Although it may be tempting to look merely at today’s situation when we consider how fair taxes should be set, for example, we also need to consider the longer run for a policy to be sustainable and for it to contribute to long-term sustainable growth and decent working conditions. Tax policy that is sustainable also in the longer run should take into consideration the possibility of technological change. Most tax systems of today were not constructed to accommodate the digital economy for example. This implies that much of the digital activities are not taxed in either an efficient or a legitimate way. Policies addressing the digital challenges also do not always cover the full scope of taxation, including all tax bases, but are still based on the argument of fairness. Fairness is, however, more complex if understood in the light of the basic value of equity and equality as found in the SDGs, where, for example, local coherence in understanding the problem and possible measures to deal with that problem affect the possibility to implement the policies in different countries in a coherent manner. Digital activities are even less restricted by national borders, so especially with respect to the digital economy, many new international agreements are met. However, technology develops fast, and there is no guarantee that tax policies concerning today’s digital economy will be well suited for the one a decade ahead. Moreover, with so much focus on the digital economy, we tend to forget that a major part of the world’s economy is still physical and that across the globe most growth and employment are created in relatively small and local enterprises providing physical goods and services. Taxation must thus be suitable for all those firms in order for SDG8 to be accomplished. It is a true challenge to create tax systems that are sufficiently internationally coherent to accommodate MNEs’ activities and at the same time do not impede the growth generated by small local firms. This is a challenge also when it comes to legitimacy and the required local coherence.

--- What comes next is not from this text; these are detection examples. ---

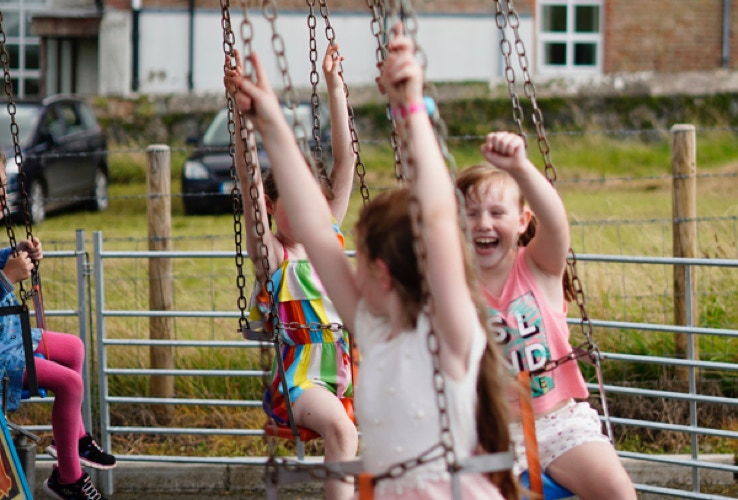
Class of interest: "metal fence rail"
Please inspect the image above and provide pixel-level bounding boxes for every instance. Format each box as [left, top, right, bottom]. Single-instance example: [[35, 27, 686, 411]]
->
[[46, 232, 738, 498]]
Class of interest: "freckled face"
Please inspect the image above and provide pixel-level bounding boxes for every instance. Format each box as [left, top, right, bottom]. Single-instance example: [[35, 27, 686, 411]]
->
[[465, 181, 528, 268]]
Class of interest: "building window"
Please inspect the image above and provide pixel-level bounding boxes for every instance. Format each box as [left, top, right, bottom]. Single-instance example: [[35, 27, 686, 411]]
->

A final question is who takes responsibility for the long-term sustainability of tax systems as governments may work toward long-term agendas but set the budgets for the states on a short-term basis? Short-run political goals risk reducing the long-term possibilities to reach the sustainability goals. Discussions for changes in the tax systems also occur on several different levels— international, regional, and national—where goals might be either consistent or conflicting. The questions are complex, covering difficult economic and legal issues at multiple levels. The basic values thus need to be understood in the light of continuity, where responsibility for sustainable tax systems and reaching SDG 8 is far more than checking the box of its underlying targets.